I have some examples for that one:
- Work-release for prisoners used to look like a good, generous idea to me, a way for people who have been convicted of some not-too-awful crime to maintain their jobs while imprisoned for all their ‘personal’ hours each day. But that’s not what it is, at all. Prisoners on ‘work release’ are not released to continue their OWN jobs; they are ‘released’ into the custody of ‘employers’ who pay them as little as 35 cents an hour (in my home community) – or even, nothing (!) – to work low-level unskilled-labor jobs at lower cost than what the prisoners call ‘free-world’ workers. Often the savings thus generated go straight to profits for the owners and stockholders and are not even passed on to the customers at all. And out of this absurdly low paycheck, the prisoners are required to reimburse their jailers for their room and board.
- Plea-bargaining used to look like a way for a guilty person, knowing they’ve been caught and would likely lose in court, to reduce their sentence – as well as for the prosecutor to save the community the cost of a trial. But no: today, with upwards of 95% of all cases going to plea-bargaining rather than trial, that’s not what’s happening. What’s happening, instead of what I imagined, is the browbeating of almost everyone snared in an arrest – guilty or innocent, savvy or naïve – into accepting a permanent criminal record and often both a financial fine as well as jail time, rather than risk a trial in a situation where the public defenders are dreadfully overworked and the prosecutor’s future depends on a conviction rate. And where judges and juries are too-often far from colorblind. Only those who can afford their own lawyer can win at this.

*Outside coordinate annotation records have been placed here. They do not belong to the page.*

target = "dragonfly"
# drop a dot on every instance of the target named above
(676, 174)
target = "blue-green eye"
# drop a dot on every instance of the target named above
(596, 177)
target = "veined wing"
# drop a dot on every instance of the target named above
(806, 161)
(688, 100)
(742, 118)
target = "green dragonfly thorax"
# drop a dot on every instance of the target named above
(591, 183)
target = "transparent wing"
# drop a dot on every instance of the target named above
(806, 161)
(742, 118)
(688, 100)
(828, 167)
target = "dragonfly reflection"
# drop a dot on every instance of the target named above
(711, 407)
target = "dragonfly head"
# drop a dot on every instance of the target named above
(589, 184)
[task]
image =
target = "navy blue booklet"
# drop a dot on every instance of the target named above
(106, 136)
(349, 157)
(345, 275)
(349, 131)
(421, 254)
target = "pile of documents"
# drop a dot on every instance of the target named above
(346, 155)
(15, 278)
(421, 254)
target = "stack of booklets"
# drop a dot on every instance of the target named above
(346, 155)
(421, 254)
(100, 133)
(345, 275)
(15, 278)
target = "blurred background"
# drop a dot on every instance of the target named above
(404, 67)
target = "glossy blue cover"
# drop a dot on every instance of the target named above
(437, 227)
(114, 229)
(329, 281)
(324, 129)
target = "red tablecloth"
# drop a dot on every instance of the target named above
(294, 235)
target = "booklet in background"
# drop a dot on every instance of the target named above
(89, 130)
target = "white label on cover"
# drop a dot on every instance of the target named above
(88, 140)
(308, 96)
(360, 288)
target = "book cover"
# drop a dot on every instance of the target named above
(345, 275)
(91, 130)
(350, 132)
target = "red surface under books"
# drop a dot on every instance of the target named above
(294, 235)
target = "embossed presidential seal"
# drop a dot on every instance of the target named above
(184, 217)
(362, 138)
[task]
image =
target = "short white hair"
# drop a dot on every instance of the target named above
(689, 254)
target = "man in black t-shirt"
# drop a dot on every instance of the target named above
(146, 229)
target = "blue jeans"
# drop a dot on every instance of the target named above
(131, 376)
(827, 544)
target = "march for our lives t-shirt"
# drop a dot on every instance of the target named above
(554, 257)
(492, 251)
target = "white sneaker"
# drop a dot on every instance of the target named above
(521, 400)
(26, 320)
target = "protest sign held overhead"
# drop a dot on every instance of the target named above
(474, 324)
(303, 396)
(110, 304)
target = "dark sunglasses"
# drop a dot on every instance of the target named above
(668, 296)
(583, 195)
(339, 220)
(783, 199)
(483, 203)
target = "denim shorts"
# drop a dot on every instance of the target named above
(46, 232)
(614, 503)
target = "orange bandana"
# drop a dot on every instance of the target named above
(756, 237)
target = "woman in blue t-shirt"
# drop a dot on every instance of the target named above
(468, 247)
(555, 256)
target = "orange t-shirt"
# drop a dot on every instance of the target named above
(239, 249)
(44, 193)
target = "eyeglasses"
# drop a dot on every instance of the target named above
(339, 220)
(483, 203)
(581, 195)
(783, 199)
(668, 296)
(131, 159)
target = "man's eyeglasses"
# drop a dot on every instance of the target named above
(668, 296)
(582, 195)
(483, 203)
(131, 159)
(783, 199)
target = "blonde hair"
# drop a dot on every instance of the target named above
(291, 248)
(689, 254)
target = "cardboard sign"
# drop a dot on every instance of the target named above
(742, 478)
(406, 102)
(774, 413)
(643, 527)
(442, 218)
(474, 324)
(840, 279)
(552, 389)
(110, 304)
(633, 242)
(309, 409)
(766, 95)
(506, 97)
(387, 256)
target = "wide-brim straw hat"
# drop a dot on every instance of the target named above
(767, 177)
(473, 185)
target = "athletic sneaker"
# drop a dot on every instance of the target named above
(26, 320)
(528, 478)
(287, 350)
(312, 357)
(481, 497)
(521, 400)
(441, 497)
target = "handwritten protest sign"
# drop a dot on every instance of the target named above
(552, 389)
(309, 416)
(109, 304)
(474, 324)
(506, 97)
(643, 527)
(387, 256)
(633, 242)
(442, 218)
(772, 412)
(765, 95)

- A jury of your peers – I used to think that meant ‘everyone’ was included. But it doesn’t – in various jurisdictions, people are excluded because they work in law enforcement, or as attorneys, or clergy; people can opt-out because they work in an ‘essential’ job such as emergency medicine; people can be empaneled but are routinely challenged off the jury because they have ever been the victim of a crime, or because they are the same race as the Person of Color who is the defendant, or because they have friends who are (or have ever been) prosecutors. In some jurisdictions women are routinely challenged off wherever possible. So – not everyone gets their ‘peers’ on the jury.

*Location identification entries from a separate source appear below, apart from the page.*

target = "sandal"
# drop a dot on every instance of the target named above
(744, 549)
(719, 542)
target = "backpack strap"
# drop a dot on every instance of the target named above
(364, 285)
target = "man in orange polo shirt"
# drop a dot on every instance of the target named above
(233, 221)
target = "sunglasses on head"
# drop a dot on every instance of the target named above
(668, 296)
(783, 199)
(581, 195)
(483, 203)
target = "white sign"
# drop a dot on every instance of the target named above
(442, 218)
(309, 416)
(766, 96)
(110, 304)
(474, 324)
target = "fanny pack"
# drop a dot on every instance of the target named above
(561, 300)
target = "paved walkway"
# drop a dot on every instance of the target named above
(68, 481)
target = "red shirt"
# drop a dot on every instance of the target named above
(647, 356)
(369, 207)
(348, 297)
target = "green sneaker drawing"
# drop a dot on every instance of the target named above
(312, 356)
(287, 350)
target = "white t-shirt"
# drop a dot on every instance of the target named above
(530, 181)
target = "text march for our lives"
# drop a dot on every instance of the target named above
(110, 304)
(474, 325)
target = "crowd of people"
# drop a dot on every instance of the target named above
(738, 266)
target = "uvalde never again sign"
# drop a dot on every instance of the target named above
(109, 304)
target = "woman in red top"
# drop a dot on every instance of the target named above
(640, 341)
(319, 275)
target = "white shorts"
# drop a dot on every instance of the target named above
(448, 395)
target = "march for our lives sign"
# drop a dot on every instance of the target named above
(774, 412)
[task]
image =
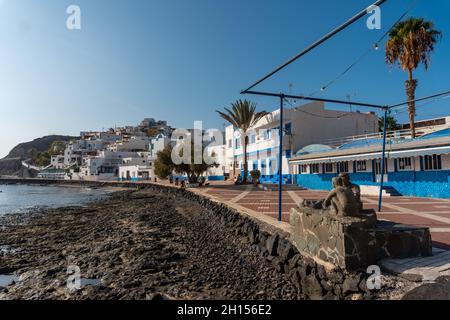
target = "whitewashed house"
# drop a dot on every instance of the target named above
(302, 126)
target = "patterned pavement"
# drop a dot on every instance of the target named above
(432, 213)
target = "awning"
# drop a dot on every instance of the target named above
(377, 155)
(353, 157)
(419, 152)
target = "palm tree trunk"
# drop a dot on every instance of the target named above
(244, 178)
(411, 85)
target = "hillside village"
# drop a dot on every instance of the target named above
(315, 149)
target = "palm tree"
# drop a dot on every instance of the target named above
(411, 42)
(243, 116)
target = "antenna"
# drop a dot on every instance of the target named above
(349, 98)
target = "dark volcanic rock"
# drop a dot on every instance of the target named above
(140, 245)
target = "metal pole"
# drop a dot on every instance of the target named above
(298, 97)
(383, 157)
(329, 35)
(280, 162)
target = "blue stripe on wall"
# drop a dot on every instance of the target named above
(431, 184)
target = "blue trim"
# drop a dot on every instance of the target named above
(216, 178)
(429, 184)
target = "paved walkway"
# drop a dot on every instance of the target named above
(432, 213)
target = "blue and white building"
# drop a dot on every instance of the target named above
(414, 167)
(302, 125)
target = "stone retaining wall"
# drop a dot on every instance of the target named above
(313, 279)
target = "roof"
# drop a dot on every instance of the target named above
(365, 149)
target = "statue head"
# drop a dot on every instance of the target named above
(345, 177)
(337, 182)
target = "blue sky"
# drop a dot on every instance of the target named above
(180, 60)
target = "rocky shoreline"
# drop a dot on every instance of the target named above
(135, 245)
(154, 242)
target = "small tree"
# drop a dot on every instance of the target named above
(392, 124)
(243, 116)
(410, 44)
(256, 175)
(164, 165)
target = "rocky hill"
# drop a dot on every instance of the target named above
(11, 164)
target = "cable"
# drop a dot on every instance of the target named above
(375, 46)
(420, 105)
(317, 115)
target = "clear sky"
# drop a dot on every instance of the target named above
(179, 60)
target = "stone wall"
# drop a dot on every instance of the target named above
(355, 243)
(314, 279)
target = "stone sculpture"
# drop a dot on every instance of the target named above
(353, 187)
(342, 200)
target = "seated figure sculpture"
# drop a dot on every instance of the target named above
(353, 187)
(341, 200)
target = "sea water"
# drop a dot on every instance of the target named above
(20, 198)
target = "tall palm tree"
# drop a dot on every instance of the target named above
(411, 42)
(243, 116)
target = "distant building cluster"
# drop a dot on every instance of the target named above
(125, 153)
(318, 144)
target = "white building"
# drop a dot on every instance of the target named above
(158, 144)
(134, 144)
(220, 172)
(303, 126)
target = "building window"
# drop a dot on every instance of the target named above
(237, 143)
(267, 135)
(315, 168)
(303, 168)
(361, 166)
(404, 164)
(328, 168)
(343, 167)
(433, 162)
(288, 129)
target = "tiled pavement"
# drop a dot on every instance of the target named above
(432, 213)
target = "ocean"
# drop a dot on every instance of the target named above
(20, 198)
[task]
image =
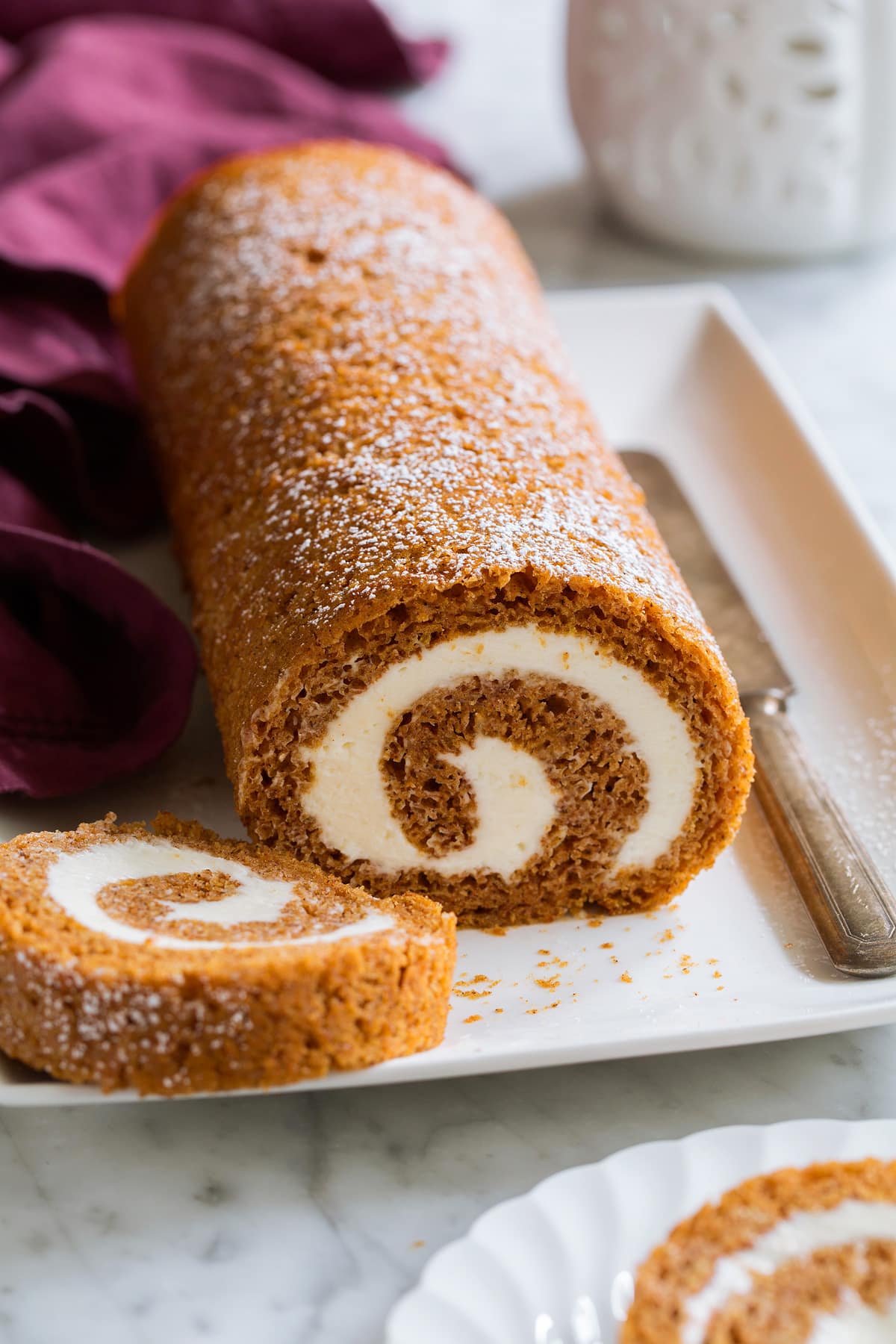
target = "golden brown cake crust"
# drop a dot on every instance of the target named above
(782, 1307)
(370, 444)
(90, 1008)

- Let the punishment fit the crime – well, maybe it used to. But now, with ‘three strikes and you’re out’ legislation (who thinks of these catchy titles?), a person can go to jail for Actually Life for jaywalking … if they’ve ever been convicted of two previous crimes. Such as, say, 15 years ago before they got their life together.

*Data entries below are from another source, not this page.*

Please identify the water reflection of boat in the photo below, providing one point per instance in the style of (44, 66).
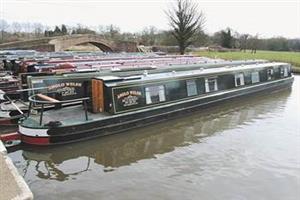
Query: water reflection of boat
(124, 149)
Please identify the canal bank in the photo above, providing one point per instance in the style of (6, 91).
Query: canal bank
(12, 185)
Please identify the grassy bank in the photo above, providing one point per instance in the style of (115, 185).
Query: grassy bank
(282, 56)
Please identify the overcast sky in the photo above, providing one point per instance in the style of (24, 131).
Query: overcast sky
(267, 18)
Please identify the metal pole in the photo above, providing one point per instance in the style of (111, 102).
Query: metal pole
(29, 108)
(85, 109)
(41, 116)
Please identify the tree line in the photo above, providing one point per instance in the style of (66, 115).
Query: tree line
(186, 28)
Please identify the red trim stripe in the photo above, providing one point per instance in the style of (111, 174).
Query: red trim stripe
(5, 122)
(35, 140)
(10, 136)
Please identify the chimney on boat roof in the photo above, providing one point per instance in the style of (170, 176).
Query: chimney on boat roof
(145, 73)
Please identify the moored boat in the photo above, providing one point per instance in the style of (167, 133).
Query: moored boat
(116, 104)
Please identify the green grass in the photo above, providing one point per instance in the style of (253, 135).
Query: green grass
(282, 56)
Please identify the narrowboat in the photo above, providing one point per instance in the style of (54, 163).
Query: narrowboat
(70, 85)
(116, 104)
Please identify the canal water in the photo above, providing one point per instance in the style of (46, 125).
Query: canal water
(247, 148)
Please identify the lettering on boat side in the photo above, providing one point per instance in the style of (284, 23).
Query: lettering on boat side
(127, 93)
(66, 89)
(129, 98)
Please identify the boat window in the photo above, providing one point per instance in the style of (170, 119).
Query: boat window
(239, 79)
(191, 87)
(211, 84)
(255, 77)
(270, 74)
(155, 94)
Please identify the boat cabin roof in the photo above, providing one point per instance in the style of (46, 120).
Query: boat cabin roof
(113, 81)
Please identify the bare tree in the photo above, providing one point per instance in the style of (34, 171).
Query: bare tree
(186, 21)
(3, 27)
(16, 27)
(38, 29)
(243, 42)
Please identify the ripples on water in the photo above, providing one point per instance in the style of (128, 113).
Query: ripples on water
(243, 149)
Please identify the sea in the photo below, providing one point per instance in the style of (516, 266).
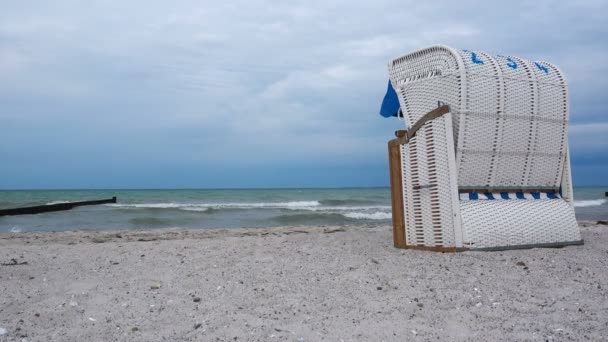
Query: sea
(226, 208)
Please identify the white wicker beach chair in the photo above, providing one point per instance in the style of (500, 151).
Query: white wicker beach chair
(484, 164)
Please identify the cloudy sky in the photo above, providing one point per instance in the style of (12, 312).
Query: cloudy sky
(133, 94)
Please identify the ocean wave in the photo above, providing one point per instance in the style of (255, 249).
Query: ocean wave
(245, 205)
(590, 203)
(345, 202)
(57, 202)
(378, 215)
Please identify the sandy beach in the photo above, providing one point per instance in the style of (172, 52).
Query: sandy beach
(294, 284)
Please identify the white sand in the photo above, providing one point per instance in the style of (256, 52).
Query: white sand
(296, 284)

I’ve been working on this post for two weeks. I keep thinking it’s going to become coherent.
I have kept thinking I had something new to say, something that would actually make a difference.
The Witch stands at the window, watching a river through the branches of flowering trees. On the quiet surface of the water, birds are swimming. Ducks of at least two species, a couple of geese, a swan, and over there a pair who look like sea gulls (though we are far from the ocean).
“What is it about humans,” she asks, “that makes it harder than it is for these birds?”
I struggle to reply, but she turns without waiting. I take another sip of tea and hope.